Process overview: The basic principle addressed by this model is the concept of virtual corridors. This concept is addressed by seeing when corridors emerge from two parts of the mode: the adaptive movement behavior and the landscape they move through. This adaptive behavior is modeled via a simple empirical rule that reproduces the behavior observed in real life: moving uphill. Sensing is important in the model. We assume butterflies can identify which nearby patch has the highest elevation. Stochasticity is used to represent variability in movement that are too complex to represent mechanistically.
Initialization: The topography of the landscape is initialized when the model starts. We will use an artificial topography. The butterflies are initialized by creating 500 of them and setting their initial location to a single patch.
Input Data: There is no input data.
Subroutine: The movement subroutine defines exactly how butterflies decide whether to move uphill or randomly. This function first says to move to a neighbor patch that has the heist election. If two or more are the same, the butterfly moves randomly. Neighbor patches are the eight patches that share an edge with the occupied patch. The decision to move uphill or randomly is controlled by a parameter that ranges from 0-1 and reflects the probability of moving uphill. If a random draw for a focal individual is greater than the variable set for the simulation, the individual moves uphill. Otherwise, it moves randomly.

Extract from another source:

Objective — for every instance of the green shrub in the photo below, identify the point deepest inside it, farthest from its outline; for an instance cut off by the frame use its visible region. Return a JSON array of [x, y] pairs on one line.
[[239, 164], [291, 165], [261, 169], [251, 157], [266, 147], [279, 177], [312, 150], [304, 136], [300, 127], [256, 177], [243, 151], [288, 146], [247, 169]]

*This idea is straight out of Railsback and Grimm, with a couple modifications implemented here.
Assignment details
Each student will code and run their own version of the model described above. We will work on some components in class, but you will need to combine and debug your code outside of class. It will also be really important to understand how the code we talk about works or it will make the process of writing your own model (which we will do for the second coding assignment) very difficult. The model should have the following general steps:
- Set up script for finding saved functions, outputs, and needed libraries. This will include setting your working and output directories and sourcing your scripts.
- Define parameters needed to run your model. Each parameter should have a comment describing what that variable controls and (if needed) the range of values the parameter can take. It is also a good idea to note if some variables should be decimals, integers, etc.
- Initialize the landscape. This should be done with a function that returns a landscape of variable size patches. Each patch should have an assigned elevation and there should be a single peak. The elevation should roughy decrease from the peak point, with some variance allowed.
- Initialize and move individuals on the landscape. Each individual should be randomly assigned a starting location, defined by an X and Y coordinate.
- Move individuals up to a specified number of steps. Movement at each step will be based on the probability of it moving to a higher elevation patch or moving randomly to an adjacent patch, and this should be controlled by a function. Once the individual reaches the peak area of the landscape, it does not leave the peak. Hint: for some coders, it may be simpler to iterate over individuals. This isn't the most efficient way to run the model but will help you learn how to code and run so is completely fine for this project.
- Extract needed information from simulation. We want to know if cryptic corridors emerge from this simulation. Typically, we would address this statistically, but since this is meant to be an illustrative example it is ok to do this graphically.
- Turn in a link to your GitHub repository for this project. The readme for your project repository should tell me how to run your code and explain if your code suggest a cryptic corridor emerges or not. You should also note where in your repository any needed figures are from your simulation that back up your assertion.